Note that (11) requires \(q(t,r^*(t))\) to be continuous differentiable with respect to \(r\). This implies \(e(t), w(t,r')\) and \(\hat{e}(t,r,r')\), and thus Procrustes transforms \(\mathbf{T}_g\) and distances \(d_{\mathcal{P}}\), should be continuous differentiable with respect to \(r\). The residual \(d_{\mathcal{P}}\) is continuous and differentiable as it constitutes a metric in shape space (Al-Aifari et al., 2013). On the other hand, showing that the Procrustes optimisation result \(\mathbf{T}_g\) is continuous and differentiable with respect to \(r\) requires more development that can be found in Appendix A.

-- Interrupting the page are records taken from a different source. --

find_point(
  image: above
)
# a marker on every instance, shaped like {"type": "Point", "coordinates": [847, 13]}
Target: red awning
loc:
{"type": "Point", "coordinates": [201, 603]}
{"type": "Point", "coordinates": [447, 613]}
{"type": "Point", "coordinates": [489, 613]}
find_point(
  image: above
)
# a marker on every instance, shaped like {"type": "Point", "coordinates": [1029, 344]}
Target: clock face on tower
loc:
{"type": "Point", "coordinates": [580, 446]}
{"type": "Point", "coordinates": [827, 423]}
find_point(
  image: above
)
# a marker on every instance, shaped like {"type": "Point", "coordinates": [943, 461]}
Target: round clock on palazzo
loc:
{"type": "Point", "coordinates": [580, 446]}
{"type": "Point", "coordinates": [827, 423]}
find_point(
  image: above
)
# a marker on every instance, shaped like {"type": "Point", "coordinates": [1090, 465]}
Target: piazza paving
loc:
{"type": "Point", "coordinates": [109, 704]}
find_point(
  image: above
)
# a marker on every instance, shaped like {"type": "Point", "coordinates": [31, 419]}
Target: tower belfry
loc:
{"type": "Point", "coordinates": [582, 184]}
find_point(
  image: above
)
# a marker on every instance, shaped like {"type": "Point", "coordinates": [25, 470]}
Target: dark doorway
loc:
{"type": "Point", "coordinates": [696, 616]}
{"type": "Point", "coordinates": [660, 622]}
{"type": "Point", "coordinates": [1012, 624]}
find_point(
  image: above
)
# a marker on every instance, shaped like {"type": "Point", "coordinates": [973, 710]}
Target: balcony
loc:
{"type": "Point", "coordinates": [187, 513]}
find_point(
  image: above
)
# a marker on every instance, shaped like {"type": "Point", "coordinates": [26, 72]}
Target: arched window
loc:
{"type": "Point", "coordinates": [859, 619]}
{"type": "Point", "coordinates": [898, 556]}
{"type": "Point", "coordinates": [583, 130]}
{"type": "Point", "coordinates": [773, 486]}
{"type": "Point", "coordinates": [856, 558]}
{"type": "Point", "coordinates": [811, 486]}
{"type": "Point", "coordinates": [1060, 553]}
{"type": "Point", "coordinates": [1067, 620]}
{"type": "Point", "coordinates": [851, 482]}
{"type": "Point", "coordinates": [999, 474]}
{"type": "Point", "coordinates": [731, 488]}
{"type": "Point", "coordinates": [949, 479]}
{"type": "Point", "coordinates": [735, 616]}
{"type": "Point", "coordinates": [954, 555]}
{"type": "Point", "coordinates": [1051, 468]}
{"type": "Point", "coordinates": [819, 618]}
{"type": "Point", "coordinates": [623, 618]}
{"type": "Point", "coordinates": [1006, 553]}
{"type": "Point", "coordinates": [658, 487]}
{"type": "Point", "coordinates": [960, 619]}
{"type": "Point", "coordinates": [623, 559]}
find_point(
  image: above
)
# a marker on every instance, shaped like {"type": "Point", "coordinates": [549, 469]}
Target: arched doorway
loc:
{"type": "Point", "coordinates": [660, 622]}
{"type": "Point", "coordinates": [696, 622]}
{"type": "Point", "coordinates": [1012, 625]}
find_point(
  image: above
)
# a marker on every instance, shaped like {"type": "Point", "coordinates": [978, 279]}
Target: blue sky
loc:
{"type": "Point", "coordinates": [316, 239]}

We now provide some intuitions on impact of \(\beta\) in (7) on (11). When setting a low value for \(\beta\) (e.g., \(\beta=0.1\)), we assume that our LRB hypothesis holds even for actions and scales that lie far from our current actions \(\mathbf{U}_g(t)\) and scale \(r^*(t)\). Consequently, surface \(q(r,t)\) allows for a more unrestricted evolution of \(r^*(t)\), which could potentially lead to undesired system behaviours such as slower performance or, in the case of extremely low values of \(\beta\), to larger final error. On the other hand, a high \(\beta\) (e.g., \(\beta=1\times10^4\)) leads to a conservative \(q(r,t)\) surface that disregards estimates that lie far from the current actions and locally optimal scale. This conservative approach generates resistance to large changes in \(r^*(t)\), confining its movement to regions where the LRB hypothesis has been validated through measurements across iterations. Very large \(\beta\) values will not compromise the system's effectiveness, but they will lead to slower convergence as \(r^*(t)\) evolves more conservatively.

2.5 Control strategy

Our control strategy makes use of the Procrustes action defined at scale \(r^*(t)\), i.e. \(\mathbf{T}_g(t,r^*(t))\). We defined our control law as the new term in the time-ordered product of (4): \[ \mathbf{U}_g(t)=\exp{(\log{(\mathbf{T}_g(t,r^*(t))})\mathrm{d}t)}. \tag{12} \] This results in the state equation of \(\mathbf{X}(t)\) (for each individual \(\mathbf{x}_m(t) \in \mathbf{X}(t)\)) \[ {\mathbf{x}}^h_m(t)=\frac{1}{G}\sum_{g}^{G}\mathcal{T}\{\prod_{t_0}^{t}(\mathbf{U}_g(t))^{\delta_g(m,r^*(t))}\}\mathbf{x}^h_m(t_0,r^*(t_0)), \tag{13} \] with \(r^*(t)\) updated as in (11). Note that the update rule in (11) needs an initial value of \(r^*(t_0)\) and \(w(t_0,r')\). We propose \(w(t_0,r')=1\,\forall r'\), which is equivalent to assuming equal LRB at all scales \(r'\). Our initial estimation of \(r'\) takes the minimum at the initial time instant, that is \(r^*(t_0)={\arg \min}_r(q(t_0,r))\). Note that, for the update of \(r^*(t)\), the partial derivative of \(q(t,r^*(t))\) in (11) needs to be evaluated only at \(r^*(t)\). This avoids the need to compute \(q(t,r)\) in (10) for all \(r\) except for the neighbourhood of \(r^*(t)\), contributing to the cost-effectiveness of our method. Furthermore, the rest of the method relies on matrix operations and SVD decomposition, further enhancing its low-cost nature, as it will be illustrated in the experiments section.